One such talented mind was a scientist, astronomer, mathematician and philosopher, going by the name of Alhazen. He invented the camera obscura and pinhole camera. The pinhole camera consists of a light-proof box, some unrecorded film and a pinhole. A small hole is made in the aforementioned box, thus turning the whole set up into the pinhole camera. Alhazen’s camera works on a simple rule. Light from a scene or image on the film passes through the small hole and an inverted image then is projected on the opposite side of the box and the quality of the projection depends on the size of the pinhole. This creative invention is actually the same technique that’s used by major camera makers, such as Canon and Fujifilm, even in modern times.
40 years down the line a scientist named Edwin Land invented the Polaroid camera which could take a picture and print it in about one minute. The pictures produced by the camera would take about 10 minutes to develop at the best temperature of 21 degrees Celsius.
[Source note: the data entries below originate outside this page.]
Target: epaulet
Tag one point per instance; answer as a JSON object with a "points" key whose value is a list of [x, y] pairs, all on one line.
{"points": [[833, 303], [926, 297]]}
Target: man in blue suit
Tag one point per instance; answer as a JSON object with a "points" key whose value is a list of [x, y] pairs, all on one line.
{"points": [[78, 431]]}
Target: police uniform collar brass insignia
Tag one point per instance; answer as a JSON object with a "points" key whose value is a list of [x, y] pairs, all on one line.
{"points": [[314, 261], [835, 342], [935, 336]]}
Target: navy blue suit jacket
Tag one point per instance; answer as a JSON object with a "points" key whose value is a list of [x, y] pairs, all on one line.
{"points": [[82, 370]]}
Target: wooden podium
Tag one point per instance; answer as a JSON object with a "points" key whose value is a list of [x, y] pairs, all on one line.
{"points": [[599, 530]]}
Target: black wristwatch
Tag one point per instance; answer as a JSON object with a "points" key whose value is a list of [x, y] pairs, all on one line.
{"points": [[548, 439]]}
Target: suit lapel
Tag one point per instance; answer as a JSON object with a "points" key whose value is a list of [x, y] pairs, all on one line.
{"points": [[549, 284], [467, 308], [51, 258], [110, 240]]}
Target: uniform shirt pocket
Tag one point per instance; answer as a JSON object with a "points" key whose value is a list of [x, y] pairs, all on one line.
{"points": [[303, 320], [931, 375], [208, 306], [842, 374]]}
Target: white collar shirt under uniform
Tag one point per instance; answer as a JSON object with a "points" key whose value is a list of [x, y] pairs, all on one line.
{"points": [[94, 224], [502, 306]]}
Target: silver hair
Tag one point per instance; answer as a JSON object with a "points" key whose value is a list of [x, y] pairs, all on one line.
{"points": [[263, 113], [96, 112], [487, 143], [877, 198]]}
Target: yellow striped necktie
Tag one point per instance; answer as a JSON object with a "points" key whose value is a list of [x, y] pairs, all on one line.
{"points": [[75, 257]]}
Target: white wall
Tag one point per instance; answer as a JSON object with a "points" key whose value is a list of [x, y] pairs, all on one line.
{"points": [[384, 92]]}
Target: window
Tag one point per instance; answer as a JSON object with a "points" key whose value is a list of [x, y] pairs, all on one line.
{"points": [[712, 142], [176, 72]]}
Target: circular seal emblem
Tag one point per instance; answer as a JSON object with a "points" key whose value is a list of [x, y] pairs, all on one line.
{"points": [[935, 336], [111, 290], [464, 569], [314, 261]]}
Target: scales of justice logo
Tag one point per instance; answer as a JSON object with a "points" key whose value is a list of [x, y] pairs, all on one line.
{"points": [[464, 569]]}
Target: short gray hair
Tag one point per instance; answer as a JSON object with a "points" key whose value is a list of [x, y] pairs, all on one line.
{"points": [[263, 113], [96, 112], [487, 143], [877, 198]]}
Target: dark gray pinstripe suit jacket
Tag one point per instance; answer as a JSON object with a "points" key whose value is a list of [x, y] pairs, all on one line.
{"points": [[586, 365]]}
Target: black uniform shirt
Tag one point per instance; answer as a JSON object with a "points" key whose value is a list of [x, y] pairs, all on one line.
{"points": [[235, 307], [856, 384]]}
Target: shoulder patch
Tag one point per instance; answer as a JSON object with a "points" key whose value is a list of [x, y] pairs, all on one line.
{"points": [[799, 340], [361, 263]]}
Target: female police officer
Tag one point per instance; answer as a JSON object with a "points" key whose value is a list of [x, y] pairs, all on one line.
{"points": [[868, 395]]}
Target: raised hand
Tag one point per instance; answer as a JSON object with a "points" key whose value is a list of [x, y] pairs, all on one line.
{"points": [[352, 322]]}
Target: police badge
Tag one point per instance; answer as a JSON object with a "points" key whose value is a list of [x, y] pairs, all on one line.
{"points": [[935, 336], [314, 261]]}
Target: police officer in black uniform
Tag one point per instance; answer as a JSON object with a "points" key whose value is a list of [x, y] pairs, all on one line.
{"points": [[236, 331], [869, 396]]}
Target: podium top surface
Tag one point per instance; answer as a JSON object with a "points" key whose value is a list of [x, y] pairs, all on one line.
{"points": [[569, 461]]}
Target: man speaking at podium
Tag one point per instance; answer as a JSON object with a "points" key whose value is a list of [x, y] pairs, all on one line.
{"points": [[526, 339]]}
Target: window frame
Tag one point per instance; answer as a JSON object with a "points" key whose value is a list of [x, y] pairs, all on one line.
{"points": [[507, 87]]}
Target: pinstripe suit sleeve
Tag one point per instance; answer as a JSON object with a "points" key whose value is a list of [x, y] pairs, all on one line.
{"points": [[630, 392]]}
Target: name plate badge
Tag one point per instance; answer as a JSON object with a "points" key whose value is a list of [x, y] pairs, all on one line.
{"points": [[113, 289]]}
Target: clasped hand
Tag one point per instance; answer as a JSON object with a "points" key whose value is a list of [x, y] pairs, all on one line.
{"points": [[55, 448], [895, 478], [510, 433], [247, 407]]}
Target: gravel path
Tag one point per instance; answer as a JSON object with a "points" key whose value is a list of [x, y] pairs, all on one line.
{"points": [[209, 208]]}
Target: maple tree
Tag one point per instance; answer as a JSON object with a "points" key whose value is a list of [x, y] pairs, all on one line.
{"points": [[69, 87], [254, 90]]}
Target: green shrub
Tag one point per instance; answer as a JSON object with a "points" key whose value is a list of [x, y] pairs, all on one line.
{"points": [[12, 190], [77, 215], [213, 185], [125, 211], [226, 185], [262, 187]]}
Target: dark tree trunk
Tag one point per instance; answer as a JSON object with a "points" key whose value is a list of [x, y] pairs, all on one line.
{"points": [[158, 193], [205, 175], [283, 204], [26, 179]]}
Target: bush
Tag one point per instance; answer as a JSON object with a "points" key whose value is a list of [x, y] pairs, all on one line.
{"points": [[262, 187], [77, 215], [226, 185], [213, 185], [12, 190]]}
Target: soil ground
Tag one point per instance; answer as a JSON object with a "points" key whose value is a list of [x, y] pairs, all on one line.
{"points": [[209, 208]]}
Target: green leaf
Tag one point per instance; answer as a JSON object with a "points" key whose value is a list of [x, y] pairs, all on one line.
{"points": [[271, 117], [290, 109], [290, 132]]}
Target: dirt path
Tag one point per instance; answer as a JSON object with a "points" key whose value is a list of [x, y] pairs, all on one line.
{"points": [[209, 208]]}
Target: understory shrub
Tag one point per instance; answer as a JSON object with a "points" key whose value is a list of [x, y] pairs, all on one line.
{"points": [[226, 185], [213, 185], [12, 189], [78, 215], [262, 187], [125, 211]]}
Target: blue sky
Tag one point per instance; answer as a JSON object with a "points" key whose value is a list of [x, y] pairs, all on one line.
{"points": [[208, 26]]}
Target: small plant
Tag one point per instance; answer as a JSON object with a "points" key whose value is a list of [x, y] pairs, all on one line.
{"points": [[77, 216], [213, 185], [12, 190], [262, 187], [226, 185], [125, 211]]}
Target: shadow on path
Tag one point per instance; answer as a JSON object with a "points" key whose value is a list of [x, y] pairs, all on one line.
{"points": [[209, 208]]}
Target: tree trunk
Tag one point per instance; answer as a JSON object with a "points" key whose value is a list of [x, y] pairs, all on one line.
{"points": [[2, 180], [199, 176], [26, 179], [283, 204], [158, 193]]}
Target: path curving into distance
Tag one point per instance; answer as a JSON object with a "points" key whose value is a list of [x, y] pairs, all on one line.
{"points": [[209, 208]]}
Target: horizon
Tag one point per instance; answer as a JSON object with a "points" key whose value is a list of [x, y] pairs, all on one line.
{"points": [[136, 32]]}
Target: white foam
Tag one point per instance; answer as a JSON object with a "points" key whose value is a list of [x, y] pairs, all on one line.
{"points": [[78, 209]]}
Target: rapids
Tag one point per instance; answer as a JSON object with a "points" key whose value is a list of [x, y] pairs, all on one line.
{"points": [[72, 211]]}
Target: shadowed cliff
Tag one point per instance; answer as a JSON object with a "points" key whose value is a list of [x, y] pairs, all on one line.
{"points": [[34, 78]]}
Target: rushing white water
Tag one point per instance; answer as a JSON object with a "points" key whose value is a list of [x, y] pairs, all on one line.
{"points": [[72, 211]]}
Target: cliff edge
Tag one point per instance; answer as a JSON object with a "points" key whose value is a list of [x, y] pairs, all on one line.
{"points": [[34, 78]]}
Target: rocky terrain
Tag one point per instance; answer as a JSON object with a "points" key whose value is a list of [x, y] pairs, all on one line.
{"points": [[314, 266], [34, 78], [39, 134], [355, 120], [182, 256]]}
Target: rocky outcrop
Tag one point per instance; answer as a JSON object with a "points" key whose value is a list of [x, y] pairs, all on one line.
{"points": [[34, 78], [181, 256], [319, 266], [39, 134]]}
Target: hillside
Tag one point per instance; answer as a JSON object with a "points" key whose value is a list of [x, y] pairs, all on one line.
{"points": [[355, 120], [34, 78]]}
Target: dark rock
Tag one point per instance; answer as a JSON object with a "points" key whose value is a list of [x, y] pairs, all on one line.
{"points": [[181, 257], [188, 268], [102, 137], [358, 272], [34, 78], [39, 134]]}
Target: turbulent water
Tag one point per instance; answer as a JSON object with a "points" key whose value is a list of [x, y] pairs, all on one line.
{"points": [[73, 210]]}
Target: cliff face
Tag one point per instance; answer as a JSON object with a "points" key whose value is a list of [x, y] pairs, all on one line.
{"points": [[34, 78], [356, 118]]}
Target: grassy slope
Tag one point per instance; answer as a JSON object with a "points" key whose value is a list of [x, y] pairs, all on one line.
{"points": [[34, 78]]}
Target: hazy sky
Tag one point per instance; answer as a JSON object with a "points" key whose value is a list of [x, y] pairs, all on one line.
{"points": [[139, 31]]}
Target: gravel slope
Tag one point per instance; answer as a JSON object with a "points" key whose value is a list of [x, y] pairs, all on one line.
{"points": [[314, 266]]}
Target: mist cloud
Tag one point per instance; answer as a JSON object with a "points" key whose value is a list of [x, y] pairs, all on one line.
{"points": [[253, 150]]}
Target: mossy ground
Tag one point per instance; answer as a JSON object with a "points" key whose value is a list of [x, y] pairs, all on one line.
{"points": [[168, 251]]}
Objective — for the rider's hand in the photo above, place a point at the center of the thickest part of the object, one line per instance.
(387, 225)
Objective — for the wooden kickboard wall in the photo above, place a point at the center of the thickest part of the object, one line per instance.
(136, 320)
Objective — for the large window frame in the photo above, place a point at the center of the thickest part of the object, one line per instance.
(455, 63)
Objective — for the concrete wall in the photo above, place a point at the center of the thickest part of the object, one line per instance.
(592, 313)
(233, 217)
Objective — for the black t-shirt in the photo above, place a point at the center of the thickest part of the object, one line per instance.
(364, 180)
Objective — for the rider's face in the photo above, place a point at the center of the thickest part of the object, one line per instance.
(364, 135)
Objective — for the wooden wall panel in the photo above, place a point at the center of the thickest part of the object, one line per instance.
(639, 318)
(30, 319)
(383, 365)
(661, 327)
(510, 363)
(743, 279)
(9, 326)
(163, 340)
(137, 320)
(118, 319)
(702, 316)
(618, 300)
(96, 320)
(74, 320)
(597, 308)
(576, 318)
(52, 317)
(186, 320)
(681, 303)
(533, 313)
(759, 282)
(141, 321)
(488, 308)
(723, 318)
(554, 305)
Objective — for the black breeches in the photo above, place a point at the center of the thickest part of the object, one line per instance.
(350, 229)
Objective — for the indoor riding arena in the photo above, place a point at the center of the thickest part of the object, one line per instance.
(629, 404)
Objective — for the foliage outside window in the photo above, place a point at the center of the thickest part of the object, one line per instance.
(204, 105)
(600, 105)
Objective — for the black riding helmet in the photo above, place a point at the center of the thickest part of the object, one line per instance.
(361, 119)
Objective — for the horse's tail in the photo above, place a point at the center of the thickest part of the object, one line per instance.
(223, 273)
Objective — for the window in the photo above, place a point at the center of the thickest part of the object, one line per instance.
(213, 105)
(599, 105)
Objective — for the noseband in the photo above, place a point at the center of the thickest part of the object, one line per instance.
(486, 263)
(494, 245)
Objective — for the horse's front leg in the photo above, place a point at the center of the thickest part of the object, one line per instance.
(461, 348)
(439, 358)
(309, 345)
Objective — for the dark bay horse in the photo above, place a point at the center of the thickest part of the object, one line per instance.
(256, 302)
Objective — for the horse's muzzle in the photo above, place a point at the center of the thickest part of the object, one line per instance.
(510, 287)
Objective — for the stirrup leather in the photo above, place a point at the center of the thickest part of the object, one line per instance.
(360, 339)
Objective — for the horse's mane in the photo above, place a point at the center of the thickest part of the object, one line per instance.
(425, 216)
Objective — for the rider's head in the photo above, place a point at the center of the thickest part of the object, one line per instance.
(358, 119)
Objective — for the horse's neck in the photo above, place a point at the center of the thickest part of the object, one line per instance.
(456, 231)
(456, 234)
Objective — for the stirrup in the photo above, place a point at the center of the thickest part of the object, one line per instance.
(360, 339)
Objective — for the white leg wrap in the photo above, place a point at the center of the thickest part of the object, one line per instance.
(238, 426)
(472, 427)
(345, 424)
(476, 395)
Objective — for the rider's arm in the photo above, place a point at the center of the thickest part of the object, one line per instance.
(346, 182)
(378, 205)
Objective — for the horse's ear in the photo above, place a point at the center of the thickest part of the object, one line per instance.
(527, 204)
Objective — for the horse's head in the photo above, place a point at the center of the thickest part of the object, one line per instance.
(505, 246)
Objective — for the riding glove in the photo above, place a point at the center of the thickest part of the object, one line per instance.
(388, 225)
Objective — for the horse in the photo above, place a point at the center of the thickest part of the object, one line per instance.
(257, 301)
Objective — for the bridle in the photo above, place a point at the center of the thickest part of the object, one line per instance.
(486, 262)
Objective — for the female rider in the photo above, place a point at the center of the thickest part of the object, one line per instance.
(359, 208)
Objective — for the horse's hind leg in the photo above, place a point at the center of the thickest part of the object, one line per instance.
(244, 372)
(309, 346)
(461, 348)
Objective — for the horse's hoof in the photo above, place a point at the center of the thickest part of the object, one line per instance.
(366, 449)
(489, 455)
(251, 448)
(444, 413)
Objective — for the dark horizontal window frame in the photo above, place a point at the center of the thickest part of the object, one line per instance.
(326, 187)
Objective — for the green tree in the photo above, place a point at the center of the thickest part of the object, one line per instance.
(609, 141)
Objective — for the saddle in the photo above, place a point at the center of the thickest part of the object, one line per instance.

Contrary to what many people thought, the Polaroid picture never needed to be shaken in order for it to develop faster. Shaking the image increased the chances of the image getting damaged, as it would cause blobs to appear on the photograph. In another 40 years, the disposable camera was introduced to the scene. This camera was developed by Fujifilm in 1986. From this moment onwards, the photography tools continued to evolve in a unique manner. Towards the late 20th century, cameras specific to the professionals were produced. In 1991 Kodak released its first professional digital camera system (DCS) which was great for photojournalists. The next biggest and possibly the final development of cameras we witness is the first phone that could take photos. The Japane Sharp’s J-SH04 was released in the year 2000 and was introduced as the world’s first camera phone. The J-SH04, or the ‘J Phone’, was a whopping 74g and had dimensions of 127 × 39 × 17 mm. It certainly does not constitute as a phone in these current times. This camera is probably heavier than the amateur ones available on the market.
The pictures taken on the J Phone were subpar and nothing at all to brag about. The small screen and the colour display resulted in the 2-megapixel pictures being dragged past the point of substandard. Nevertheless, the J Phone feeds the desires of the nation in a unique manner. It caused a domino effect for the world of smart phones, as well as camera ones. Now people can capture the heartfelt moments just as they happen, anytime anywhere.